The murder of George Floyd and Breonna Taylor, Islamophobic attacks against Muslims in London, Hamilton, and Edmonton, and anti-Asian hate crimes – These incidents have erupted global attention to systemic racism during the pandemic. How can we be sure our children don’t fear being targeted by their religion, race or ethnicity going back to school this fall?
No one is denying that education plays a significant role in children’s lives. It shapes worldviews, forms healthy values and beliefs, and allows children to develop healthy social interactions with others from diverse backgrounds. But let’s be honest with ourselves, the history of battling racial injustice, violence, and oppression has been going on from the early years of preschool and doesn’t seem to have a near end in sight.
The Pandemic Within the Pandemic
After a challenging year of the pandemic, kids finally get to be kids again! Come September, children will be taking the bus to school, reuniting with friends, and learning inside a classroom. Easy peasy, right? Teachers are definitely looking forward to meeting their new students in person, but there are also quite a few challenges they are anxious about upon their arrival. Children facing mental health issues, preventing bullying and even racism amongst students is just the surface of the worries that lie ahead.
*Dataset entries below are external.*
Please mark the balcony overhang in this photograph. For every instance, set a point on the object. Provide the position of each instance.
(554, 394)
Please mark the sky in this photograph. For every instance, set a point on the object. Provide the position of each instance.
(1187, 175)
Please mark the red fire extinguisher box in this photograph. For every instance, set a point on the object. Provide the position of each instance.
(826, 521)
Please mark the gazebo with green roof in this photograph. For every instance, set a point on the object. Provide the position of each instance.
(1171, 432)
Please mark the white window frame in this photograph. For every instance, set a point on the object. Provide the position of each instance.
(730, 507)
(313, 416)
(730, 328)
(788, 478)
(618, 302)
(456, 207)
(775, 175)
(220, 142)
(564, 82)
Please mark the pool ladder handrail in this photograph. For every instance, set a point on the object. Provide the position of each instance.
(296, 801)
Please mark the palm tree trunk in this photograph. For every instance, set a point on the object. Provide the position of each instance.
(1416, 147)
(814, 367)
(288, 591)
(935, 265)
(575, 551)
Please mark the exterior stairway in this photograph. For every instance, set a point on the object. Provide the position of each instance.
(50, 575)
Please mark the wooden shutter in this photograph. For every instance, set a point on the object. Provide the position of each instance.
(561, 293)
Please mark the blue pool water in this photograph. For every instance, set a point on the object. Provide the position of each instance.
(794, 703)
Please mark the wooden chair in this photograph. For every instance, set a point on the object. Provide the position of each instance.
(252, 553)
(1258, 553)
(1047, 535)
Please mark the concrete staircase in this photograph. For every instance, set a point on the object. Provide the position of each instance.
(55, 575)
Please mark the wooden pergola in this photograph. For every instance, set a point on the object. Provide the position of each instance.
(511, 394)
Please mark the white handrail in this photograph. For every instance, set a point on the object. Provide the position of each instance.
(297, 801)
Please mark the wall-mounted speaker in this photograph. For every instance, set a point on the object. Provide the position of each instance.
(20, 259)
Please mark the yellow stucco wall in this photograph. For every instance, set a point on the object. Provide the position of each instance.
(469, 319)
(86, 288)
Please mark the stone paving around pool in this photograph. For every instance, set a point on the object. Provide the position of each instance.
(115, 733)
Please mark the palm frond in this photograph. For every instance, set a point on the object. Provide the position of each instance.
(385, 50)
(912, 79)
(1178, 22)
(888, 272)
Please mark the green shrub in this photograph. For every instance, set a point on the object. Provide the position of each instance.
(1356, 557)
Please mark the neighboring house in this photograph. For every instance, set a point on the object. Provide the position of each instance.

A report done by Towards Race Equity in Education, reveals that compared to white and other racialized students, black students were less likely to be registered for academic courses or graduate from high school. Another report indicated that 80% of Asian American youth were being bullied and verbally harassed, with 1 in 5 of those hate incidents occurring at school. These are just a few of the many statistics that proves the degree to which these toxic beliefs and actions harm children now and in the future.
Preventing Systemic Racism in Schools
Racism in schools come in many different forms including student-teacher interaction, educational access, school discipline, etc. The need to equalize and improve the educational experience is necessary to provide students equal opportunities so they can thrive and become successful.
Implementing resources for educators is imperative to be able to teach as an anti-racist educational facility. According to a report done by Education Week, unfortunately only a mere 11% of teachers feel that they have the necessary training to do so. Here are some ways teachers can foster ways to prevent racist acts in schools:
- Teachers should frequently analyze their behaviors in the classroom: Reflect and consider situations where you may be spending more time with a specific student, if all your students are given the opportunity to equally participate in class, or if you are influenced by another teacher’s impression of a student
- Create an inclusive and diverse classroom: Use a variety of visuals in your classroom to represent different cultures and genders, collect books and toys that represent people of different color and traditions, and be open to have healthy conversations regarding racism
- Implement curriculums that acknowledge race and ethnicity: Emphasize teachings around history from different parts of the world and civil rights movements. This will not only engage students but also encourage them to learn about one another, while building respect and trust.
Challenging the Status Quo
The fight to end systemic racism is far from over. Racial inequalities and hate crimes have happened in all parts of the world for hundreds of years and continues today. These alarming actions must stop, starting with inclusive school environments. Students need to always feel safe and respected, especially during these difficult times. Educators have the power to shape the future by applying purposeful change and doing their part to ensure that students can learn together.